问题
I have a sequential user space program (some kind of memory intensive search data structure). The program's performance, measured as number of CPU cycles, depends on memory layout of the underlying data structures and data cache size (LLC).
So far my user space program is tuned to death, now I am wondering if I can get performance gain by moving the user space code into kernel (as a kernel module). I can think of the following factors that improve the performance in kernel space ...
- No system call overhead (how many CPU cycles is gained per system call). This is less critical as I am barely using any system call in my program except for allocating memory that too just when the program starts.
- Control over scheduling, I can create a kernel thread and make it run on a given core without being thrown away.
- I can use kmalloc memory allocation and thus can have more control over memory allocated, may can also control the cache coloring more precisely by controlling allocated memory. Is it worth trying?
My questions to the kernel experts...
- Have I missed any factors in the above list that can improve performance further?
- Is it worth trying or it is straight way known that I will NOT get much performance improvement?
- If performance gain is possible in kernel, is there any estimate how much gain it can be (any theoretical guess)?
Thanks.
回答1:
Regarding point 1: kernel threads can still be preempted, so unless you're making lots of syscalls (which you aren't) this won't buy you much.
Regarding point 2: you can pin a thread to a specific core by setting its affinity, using sched_setaffinity() on Linux.
Regarding point 3: What extra control are you expecting? You can already allocate page-aligned memory from user space using mmap()
. This already lets you control for the cache's set associativity, and you can use inline assembly or compiler intrinsics for any manual prefetching hints or non-temporal writes. The main difference between memory allocated in the kernel and in user space is that kmalloc()

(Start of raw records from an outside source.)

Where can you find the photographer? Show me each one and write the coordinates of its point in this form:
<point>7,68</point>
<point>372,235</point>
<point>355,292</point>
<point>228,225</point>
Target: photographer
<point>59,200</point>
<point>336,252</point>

allocates wired (non-pageable) memory. I don't see how this would help.
I suspect you'll see much better ROI on parallelising using SIMD, multithreading or making further algorithmic or memory optimisations.
回答2:
Create a dedicated cpuset
for your program and move all other processes out of it. Then bump your process' priority to realtime with FIFO scheduling policy using something like:
struct sched_param schedparams;
// Be portable - don't just set priority to 99 :)
schedparams.sched_priority = sched_get_priority_max(SCHED_FIFO);
sched_setscheduler(0, SCHED_FIFO, &schedparams);
Don't do that on a single-core system!
Reserve large enough stack space with alloca(3)
and touch all of the allocated stack memory, map more than enough heap space and then use mlock(2)
or mlockall(2)
to pin process memory.
Even if your program is a sequential one, if run on a multisocket Nehalem or post-Nehalem Intel system or an AMD64 system, NUMA effects can slow your program down. Use API functions from numa(3)
to allocate and keep memory as close to the NUMA node where your program executes as possible.
Try other compilers - some of them might optimise better than the compiler that you are currently using. Intel's compiler for example is very aggresive on laying out instructions as to benefit from out of order execution, pipelining and branch prediction.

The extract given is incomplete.